GLASGOW and Donegal have long been connected with an umbilico chord of family history that stretches back decades.
Now, a new BBC documentary reveals how this chord was able to stretch from the west coast of Ireland to the west coast of Scotland.
The heartfelt, poignant, story of the Irish immigrants is told in The Glasgow Bus.
The story of Bus Ghlaschu is told by the colourful characters who sat in the seats of what was then a tiny little bus.
Each week the series follows bus passengers, including Donegal-born footballer Packie Bonner and Lorraine McIntosh of Deacon Blue fame, whose mum came from Donegal.
The story begins however in the early sixties when Donegal was ravaged by poverty and young people were sent to Glasgow to work.

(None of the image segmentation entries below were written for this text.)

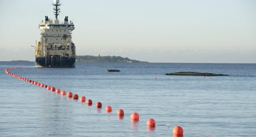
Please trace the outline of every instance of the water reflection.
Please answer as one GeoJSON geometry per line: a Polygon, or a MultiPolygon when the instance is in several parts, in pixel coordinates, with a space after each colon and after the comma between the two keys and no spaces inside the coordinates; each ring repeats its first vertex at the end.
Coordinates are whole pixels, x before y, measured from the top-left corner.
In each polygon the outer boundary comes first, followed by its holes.
{"type": "Polygon", "coordinates": [[[101,113],[101,108],[97,108],[96,109],[96,112],[97,113],[101,113]]]}
{"type": "Polygon", "coordinates": [[[132,131],[139,131],[139,119],[131,119],[131,128],[132,131]]]}
{"type": "Polygon", "coordinates": [[[147,126],[147,130],[148,131],[154,131],[155,130],[155,126],[147,126]]]}
{"type": "Polygon", "coordinates": [[[124,118],[124,115],[117,115],[118,119],[123,119],[124,118]]]}

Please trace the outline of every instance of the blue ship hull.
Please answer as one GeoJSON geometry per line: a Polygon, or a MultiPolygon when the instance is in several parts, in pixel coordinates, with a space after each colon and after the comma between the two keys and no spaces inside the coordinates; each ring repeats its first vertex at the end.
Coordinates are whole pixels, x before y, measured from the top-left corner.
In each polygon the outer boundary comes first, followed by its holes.
{"type": "Polygon", "coordinates": [[[35,66],[37,68],[74,68],[75,57],[54,56],[36,57],[35,66]]]}

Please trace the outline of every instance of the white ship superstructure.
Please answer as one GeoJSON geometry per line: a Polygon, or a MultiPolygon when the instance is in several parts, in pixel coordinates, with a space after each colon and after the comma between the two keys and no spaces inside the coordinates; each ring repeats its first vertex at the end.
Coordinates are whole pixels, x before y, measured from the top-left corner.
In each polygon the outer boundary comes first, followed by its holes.
{"type": "Polygon", "coordinates": [[[53,9],[54,21],[45,16],[38,28],[41,31],[40,42],[37,42],[35,47],[35,66],[74,67],[75,62],[75,46],[71,40],[74,24],[65,16],[61,23],[58,19],[59,15],[59,0],[54,0],[53,9]]]}

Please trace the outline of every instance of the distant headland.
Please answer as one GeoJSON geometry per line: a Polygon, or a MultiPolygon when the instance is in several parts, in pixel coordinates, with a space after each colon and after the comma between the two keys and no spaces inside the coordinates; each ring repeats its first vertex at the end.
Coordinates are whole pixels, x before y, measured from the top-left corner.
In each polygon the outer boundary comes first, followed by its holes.
{"type": "Polygon", "coordinates": [[[11,61],[23,61],[23,62],[30,62],[28,60],[12,60],[11,61]]]}
{"type": "Polygon", "coordinates": [[[121,56],[98,56],[91,55],[76,56],[76,61],[78,62],[148,62],[146,61],[139,61],[137,60],[131,60],[128,57],[124,58],[121,56]]]}

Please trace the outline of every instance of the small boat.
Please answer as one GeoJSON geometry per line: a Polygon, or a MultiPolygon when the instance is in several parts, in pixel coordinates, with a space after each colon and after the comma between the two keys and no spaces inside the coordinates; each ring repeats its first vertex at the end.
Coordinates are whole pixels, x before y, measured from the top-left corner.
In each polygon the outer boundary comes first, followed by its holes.
{"type": "Polygon", "coordinates": [[[108,72],[120,72],[120,70],[119,69],[107,69],[108,72]]]}

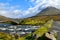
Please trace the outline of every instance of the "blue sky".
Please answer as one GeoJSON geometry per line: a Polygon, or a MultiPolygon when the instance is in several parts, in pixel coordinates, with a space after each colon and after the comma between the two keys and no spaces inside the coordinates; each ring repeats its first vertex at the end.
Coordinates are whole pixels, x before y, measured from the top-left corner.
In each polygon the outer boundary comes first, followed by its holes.
{"type": "Polygon", "coordinates": [[[60,2],[59,0],[0,0],[0,15],[26,18],[36,15],[49,6],[60,9],[60,2]]]}

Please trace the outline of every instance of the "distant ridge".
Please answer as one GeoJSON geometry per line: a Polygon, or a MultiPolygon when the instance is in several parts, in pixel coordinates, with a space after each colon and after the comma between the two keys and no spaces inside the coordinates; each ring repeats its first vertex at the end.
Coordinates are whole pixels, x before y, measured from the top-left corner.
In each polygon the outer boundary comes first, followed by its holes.
{"type": "Polygon", "coordinates": [[[60,10],[54,7],[47,7],[43,9],[41,12],[39,12],[36,16],[40,15],[60,15],[60,10]]]}

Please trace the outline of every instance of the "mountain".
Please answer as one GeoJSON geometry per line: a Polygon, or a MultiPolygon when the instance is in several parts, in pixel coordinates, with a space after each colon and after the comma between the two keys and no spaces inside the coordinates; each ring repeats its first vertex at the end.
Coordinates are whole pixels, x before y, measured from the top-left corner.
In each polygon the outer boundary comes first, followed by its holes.
{"type": "Polygon", "coordinates": [[[36,16],[40,16],[40,15],[60,15],[60,10],[54,7],[47,7],[41,12],[39,12],[36,16]]]}
{"type": "Polygon", "coordinates": [[[54,7],[47,7],[37,15],[23,19],[20,24],[40,25],[46,23],[50,19],[60,21],[60,10],[54,7]]]}
{"type": "Polygon", "coordinates": [[[7,18],[7,17],[1,16],[1,15],[0,15],[0,23],[19,24],[17,19],[7,18]]]}

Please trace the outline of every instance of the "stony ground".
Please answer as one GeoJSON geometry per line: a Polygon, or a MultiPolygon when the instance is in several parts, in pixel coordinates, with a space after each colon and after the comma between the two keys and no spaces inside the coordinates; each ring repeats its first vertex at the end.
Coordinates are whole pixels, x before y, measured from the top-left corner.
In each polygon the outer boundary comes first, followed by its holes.
{"type": "Polygon", "coordinates": [[[51,30],[56,30],[58,33],[58,40],[60,40],[60,21],[56,21],[53,24],[53,27],[51,28],[51,30]]]}

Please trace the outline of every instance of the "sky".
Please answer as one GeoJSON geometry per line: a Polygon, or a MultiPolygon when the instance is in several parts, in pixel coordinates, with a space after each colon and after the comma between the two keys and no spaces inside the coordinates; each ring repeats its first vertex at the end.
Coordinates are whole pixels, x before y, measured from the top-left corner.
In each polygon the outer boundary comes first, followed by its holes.
{"type": "Polygon", "coordinates": [[[60,9],[59,0],[0,0],[0,15],[9,18],[31,17],[47,7],[60,9]]]}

Maire Rua, who would go onto to become a well-known Glasgow bus conductress, recalls waking up as a 15 year-old, not long out of school, and being packed onto the bus.
“When I was told I was going to work in Glasgow, I felt my heart rise up through my chest with sadness,” she recalls of the time.
Maire didn’t want to leave her family behind to work for six months in tattie howking in the fields of Ayrshire. She was a very frightened young girl.
“You always knew you would go,” she says, of the time of despatch. “You had to go and find work to support your family.
“But for a quarter of a mile after I left the house I could hear my mother crying.”
Maire, whose love for her homeland is highlighted by her green nail polish, lived in filthy bothies on farms around the west coast.
Maire and the other young Irish workers were given two army blankets, “one for underneath and one on top.”
There were no sheets. Rats walked over them during the night.
“You had to pull the blanket over your head to stop the rats getting to you,” she recalls of the life they endure for just two pounds and fourteen shillings a week.
“We would arrive in Scotland in June and stay until November.
“During that time you become sad and you’d think you were going to die.”
The first year was the worst for Maire who was well aware the young Irish field workers were little more than slaves.
But she became used to her new world and decided to stay in Glasgow, living in the city until her mother’s illness years later took her back to Donegal.
“I love Glasgow and I love Celtic,” she says, smiling. “But I’m too old to live here now.”
The Glasgow Bus became a link for those who returned from Scotland to see their relatives in Donegal, such as Deacon Blue star Lorraine McIntosh’s mum.
“My mum loved getting on the bus,” says the singer/actress.
“When she got on the little Gaelic mini-bus, as it was then, it was wonderful for her.
“It was always crammed. We’d be squashed, but it was taste of home for her. She would know people and they were all speaking Irish and my mum was so happy she was going home.”
Lorraine adds; “Then coming back to Glasgow after two weeks was really sad for her, leaving family behind.”
Lorraine visit’s her mum’s childhood home (she was one of ten children), and it’s hugely emotional for the singer who lost her mum when she was only eleven.
But it also reveals the level of poverty the Irish had to leave behind.
“The place she came from is a direct route to her,” says Lorraine. “That’s why I come here so much.”
The Glasgow Bus however did more than transport migrant workers.
Coffin carriage was common, as workers died in Scotland. Indeed, the documentary reminds of the ten young Irish boys who died in a fire in on a farm in Kirkintilloch.
The bus would often carry beds, wardrobes, carpets, armchairs, televisions, bicycles and even a tombstone.
The bus was also travelling romance centre. A lot of couples first met on the bus and went on to marry.
But of course, there was the odd disruptive element, such as the passenger who as disrespectful to the nun. This was dealt with effectively when one of the drivers gave the man a little punch on the chin.
And the bus had to contend with changing politics over the years. There were IRA hijackings, the jackbooted approach of British soldiers.
One bus user of the time recalls of 1969 and soldiers taking suitcases off, stripping them, and leaving them on the roadside. “Old, frightened ladies on the bus took out there rosary beads,” he says.
But the bus was about connection between the cities, transporting whatever had to be moved. At one point, seats were removed and three Shetland ponies became passengers.
Young football hopefuls were also included. Celtic goalkeeper Pat Bonner travelled on the bus in 1977, for a trial with Celtic.
“There was no other way to get from Donegal to Glasgow. There was no Donegal airport at the time,” he says, smiling.
Comedian Des Clarke also applauds those who had the foresight to set the Glasgow Bus on the road.
“Any Glasgow kid who had family in Donegal knew that when you went on holiday it was not to Tenerife or Majorca,” he says, smiling.
“It was on the bus, from the Gorbals where it picked you up, to Donegal.”
• Bus Ghlaschu, BBC Alba, Mondays at 8.30pm.